There are a lot of ways to analyze this one, but in the end, the Mavs' stars showed up when the team needed them most, and Minnesota's didn't.
Irving entered the fourth quarter just 2-of-9 from the field but scored 13 points in the final stanza on four 3s and added a trio of assists. Dončić had a 32-point triple-double and picked apart Rudy Gobert and the vaunted Minnesota defense time and again, and he seems to have found his three ball again too.
Minnesota's stars were nowhere to be found.

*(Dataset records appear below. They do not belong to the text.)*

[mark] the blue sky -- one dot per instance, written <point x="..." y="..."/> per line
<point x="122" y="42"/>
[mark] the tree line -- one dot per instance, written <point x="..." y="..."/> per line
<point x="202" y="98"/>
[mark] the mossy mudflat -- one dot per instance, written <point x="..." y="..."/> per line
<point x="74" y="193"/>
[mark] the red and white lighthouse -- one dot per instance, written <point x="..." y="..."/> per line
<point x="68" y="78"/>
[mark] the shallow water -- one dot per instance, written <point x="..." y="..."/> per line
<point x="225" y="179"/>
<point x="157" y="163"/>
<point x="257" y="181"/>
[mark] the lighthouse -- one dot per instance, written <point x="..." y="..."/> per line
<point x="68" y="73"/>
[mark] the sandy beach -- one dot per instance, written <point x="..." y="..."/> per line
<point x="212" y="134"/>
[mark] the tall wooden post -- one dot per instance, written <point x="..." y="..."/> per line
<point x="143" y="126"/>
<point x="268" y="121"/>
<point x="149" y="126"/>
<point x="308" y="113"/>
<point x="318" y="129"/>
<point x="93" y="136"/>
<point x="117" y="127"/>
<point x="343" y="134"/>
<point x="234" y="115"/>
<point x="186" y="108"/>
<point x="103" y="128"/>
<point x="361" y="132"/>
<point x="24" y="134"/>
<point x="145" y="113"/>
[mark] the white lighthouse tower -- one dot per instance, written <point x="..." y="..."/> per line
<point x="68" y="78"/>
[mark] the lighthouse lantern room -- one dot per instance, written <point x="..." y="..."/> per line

Anthony Edwards has not looked ready for this challenge. He shot just 5-of-17 from the field and finished with a quiet 21 points, struggling to make his impact felt in the second half. Minnesota's offense that had such great process early in the game stagnated late with the ball too often in Ant's hands and not much good coming from it.
The aggression Edwards came out with attacking the rim didn't last long enough, and he's now scored 21 or less in five of the last seven Timberwolves games. That's just not enough for this team.
As for Karl-Anthony Towns, he was quite literally nowhere to be found.
Towns picked up two fouls in four seconds in the first quarter and went to the bench, and that was just about his last meaningful contribution to the game. He didn't play the final eight minutes and 40 seconds, watching from the bench as $93 million of Minnesota max centers begged their $14-million backup Naz Reid to bail them out.
Reid nearly did it, too.
He hit 7-of-9 treys on the night and added a nasty dunk, leading the Timberwolves in scoring and dragging them to and nearly over the finish line, but his final shot at the buzzer rimmed out and that was that.
Just like that, The Naz Reid Game became The Luka Shot.
Just the latest in a long series of heartbreak moments for Minnesota sports fans.
For all those expensive centers, Minnesota was dominated in the paint again. The Wolves allowed 11 more offensive rebounds and shot an abysmal 23-of-64 on 2s themselves, a horrifying 36% on a night when they just needed one more to fall.
And those Minnesota stars were the biggest culprits. Edwards and Towns shot a combined 9-of-33 from the field. Non-Naz Timberwolves made only 23% of their 3s.
For one half, the Wolves looked ready to tie this series up at 1-1, better rested and locked in, prepared to turn this into a long series. Then the offense stagnated, the defense got loose, and Dallas' stars did the rest.
The series is on life support for the Timberwolves at this point, but it's not over, even down 2-0 at home.
No one knows that better than Minnesota, who just took a 2-0 road lead itself last round before blowing the next three games to sit at the precipice of elimination before bouncing back late to win in seven.
That should be a fresh reminder to these young Timberwolves that they dare not give up just yet, when they just saw the nearly impossible happen in the other direction.
But the truth is that Minnesota has now lost five of its last seven. And unless Edwards and Towns can suddenly lock in like Jamal Murray and Nikola Jokić did last round, there will be no push or Game 7.
The Timberwolves are asking far too many questions and running out of answers.
And Luka Dončić and Kyrie Irving are heading back home to Dallas, just two wins away from sending the Mavericks to the NBA Finals.